Coenzyme A (CoA) plays a crucial role in energy metabolism and is implicated in a large number of disorders, including ultra-rare diseases like pantothenate-kinase associated neurodegeneration, or PKAN, and organic acidemias (OAs), such as propionic acidemia (PA) and methylmalonic acidemia (MMA). BBP-671 is a novel small-molecule approach designed to modulate Coenzyme A (CoA) levels by leveraging recent research about the CoA synthetic pathway. While PanK2 is inactivated in PKAN patients, other isoforms known as PanK1 and PanK3 are still active.

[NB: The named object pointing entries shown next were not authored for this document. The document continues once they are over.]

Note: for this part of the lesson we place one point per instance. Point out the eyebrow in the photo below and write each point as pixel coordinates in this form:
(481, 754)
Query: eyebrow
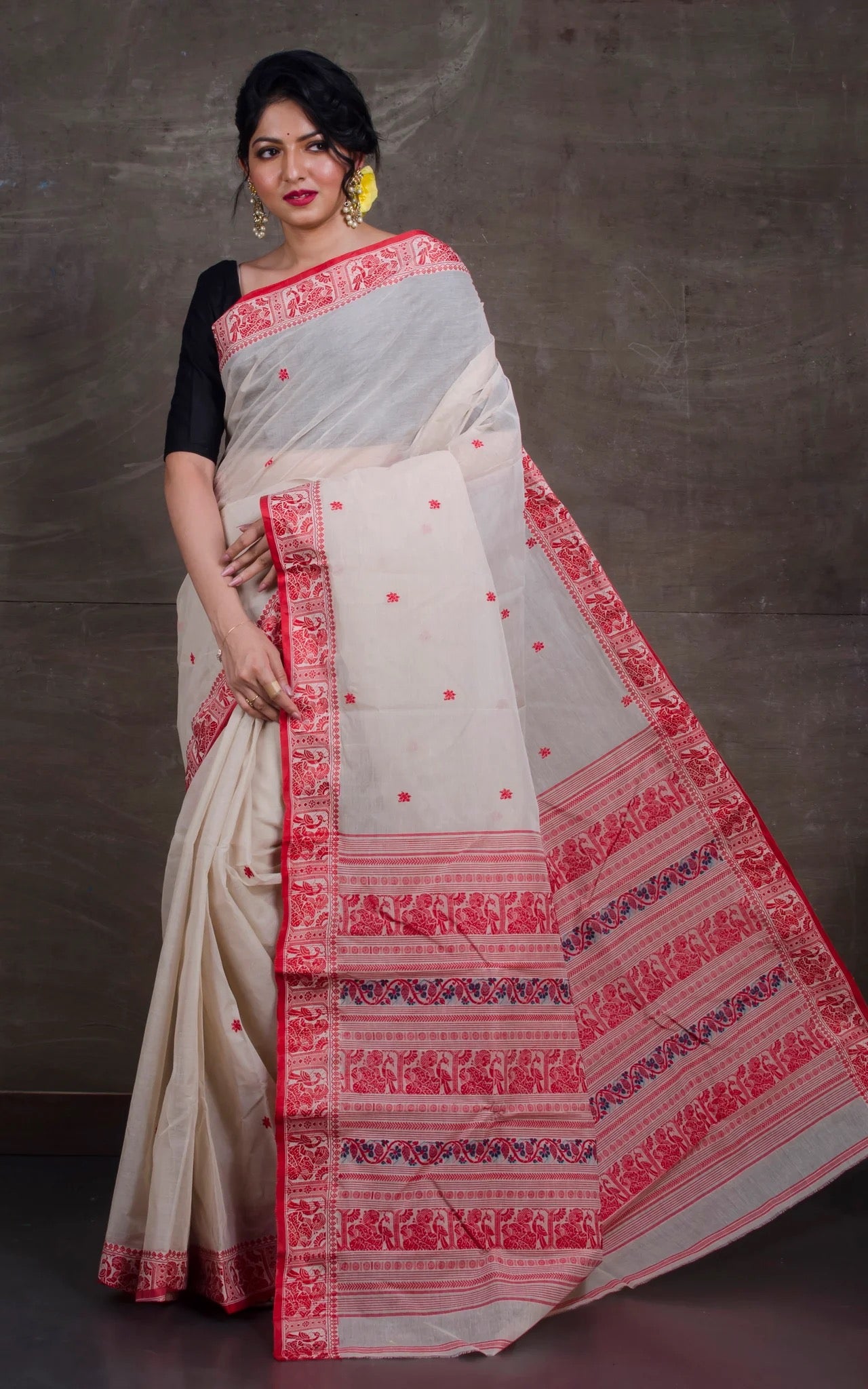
(275, 139)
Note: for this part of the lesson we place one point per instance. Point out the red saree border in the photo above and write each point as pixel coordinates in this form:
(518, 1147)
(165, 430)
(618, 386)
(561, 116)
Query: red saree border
(234, 1278)
(306, 1097)
(334, 260)
(827, 984)
(315, 292)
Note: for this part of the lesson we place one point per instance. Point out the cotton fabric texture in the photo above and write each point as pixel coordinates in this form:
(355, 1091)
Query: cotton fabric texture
(484, 988)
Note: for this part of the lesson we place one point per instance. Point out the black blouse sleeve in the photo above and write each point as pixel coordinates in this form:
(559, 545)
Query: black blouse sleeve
(196, 413)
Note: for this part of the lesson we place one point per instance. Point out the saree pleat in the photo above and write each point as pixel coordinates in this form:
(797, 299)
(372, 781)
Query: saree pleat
(484, 988)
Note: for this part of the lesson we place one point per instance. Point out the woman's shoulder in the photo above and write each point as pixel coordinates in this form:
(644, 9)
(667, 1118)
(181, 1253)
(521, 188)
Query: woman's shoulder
(217, 288)
(438, 250)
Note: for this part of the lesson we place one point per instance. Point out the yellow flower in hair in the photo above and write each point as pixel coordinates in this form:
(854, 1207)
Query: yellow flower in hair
(367, 191)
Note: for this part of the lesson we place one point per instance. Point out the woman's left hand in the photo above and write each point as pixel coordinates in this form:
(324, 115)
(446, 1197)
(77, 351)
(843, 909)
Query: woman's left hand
(250, 557)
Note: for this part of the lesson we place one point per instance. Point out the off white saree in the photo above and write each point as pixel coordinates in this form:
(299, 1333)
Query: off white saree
(484, 990)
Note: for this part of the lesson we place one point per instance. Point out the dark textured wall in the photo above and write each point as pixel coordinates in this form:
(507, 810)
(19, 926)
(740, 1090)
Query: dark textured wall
(663, 208)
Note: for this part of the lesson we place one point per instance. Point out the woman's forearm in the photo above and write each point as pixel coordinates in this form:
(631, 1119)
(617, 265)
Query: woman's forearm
(196, 522)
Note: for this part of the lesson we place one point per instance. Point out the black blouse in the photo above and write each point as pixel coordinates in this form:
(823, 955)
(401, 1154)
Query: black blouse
(196, 414)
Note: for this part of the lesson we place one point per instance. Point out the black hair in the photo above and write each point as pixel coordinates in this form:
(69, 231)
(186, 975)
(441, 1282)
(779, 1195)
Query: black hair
(328, 95)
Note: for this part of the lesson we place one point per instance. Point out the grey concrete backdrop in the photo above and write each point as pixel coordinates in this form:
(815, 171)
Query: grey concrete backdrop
(663, 206)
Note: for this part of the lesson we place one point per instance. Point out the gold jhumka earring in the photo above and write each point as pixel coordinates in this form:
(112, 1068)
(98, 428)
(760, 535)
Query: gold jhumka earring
(361, 192)
(260, 216)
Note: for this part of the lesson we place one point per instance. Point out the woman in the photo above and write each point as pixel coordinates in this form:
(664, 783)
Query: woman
(484, 990)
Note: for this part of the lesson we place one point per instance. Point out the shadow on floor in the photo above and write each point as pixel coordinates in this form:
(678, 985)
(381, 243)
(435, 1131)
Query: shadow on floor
(784, 1308)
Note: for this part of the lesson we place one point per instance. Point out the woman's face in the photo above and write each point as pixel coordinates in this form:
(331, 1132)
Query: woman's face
(288, 155)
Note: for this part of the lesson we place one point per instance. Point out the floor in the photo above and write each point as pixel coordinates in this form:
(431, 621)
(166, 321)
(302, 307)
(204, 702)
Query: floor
(785, 1306)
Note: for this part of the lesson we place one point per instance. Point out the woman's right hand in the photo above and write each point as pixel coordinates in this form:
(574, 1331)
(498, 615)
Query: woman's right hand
(256, 674)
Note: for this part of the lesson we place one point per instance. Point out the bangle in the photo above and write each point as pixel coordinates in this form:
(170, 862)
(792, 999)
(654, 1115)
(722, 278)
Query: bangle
(220, 650)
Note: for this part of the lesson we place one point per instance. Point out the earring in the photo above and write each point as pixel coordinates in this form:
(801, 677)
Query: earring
(260, 216)
(352, 208)
(361, 193)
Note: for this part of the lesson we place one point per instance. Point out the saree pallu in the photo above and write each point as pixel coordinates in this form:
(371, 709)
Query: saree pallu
(484, 988)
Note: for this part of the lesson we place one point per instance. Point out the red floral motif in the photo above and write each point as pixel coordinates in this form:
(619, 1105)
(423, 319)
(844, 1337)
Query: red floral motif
(371, 1073)
(285, 306)
(304, 1292)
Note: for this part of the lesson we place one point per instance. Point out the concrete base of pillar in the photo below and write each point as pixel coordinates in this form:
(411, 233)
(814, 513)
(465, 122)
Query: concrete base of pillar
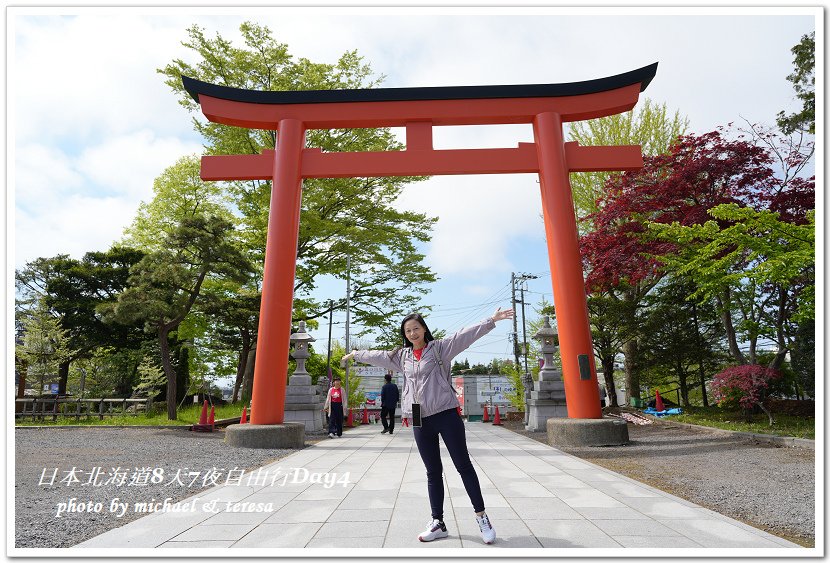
(587, 432)
(290, 435)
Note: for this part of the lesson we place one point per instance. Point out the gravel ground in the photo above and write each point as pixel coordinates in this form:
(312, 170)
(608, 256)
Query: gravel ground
(131, 450)
(766, 486)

This leads to decreased PanK activity and impaired CoA synthesis. Conversely, in organic acidemias, build-up of metabolic intermediates can inhibit the activity of all three isoforms of PanK and impair CoA synthesis. Early experiments have shown that our small molecules can bind to all three PanK isoforms, prevent feedback inhibition, and thereby increase PanK activity and increase CoA synthesis. BridgeBio believes initial findings from its Phase 1 study of healthy volunteers demonstrate target engagement and proof of mechanism of BBP-671 provided by evidence that BBP-671 can cross the blood brain barrier. Based on these data, BridgeBio intends to move forward with the second part of the Phase 1 clinical study in patients with propionic acidemia and methylmalonic acidemia in the second half of 2022, and plans to initiate a pivotal Phase 2/3 study in PKAN in 2023.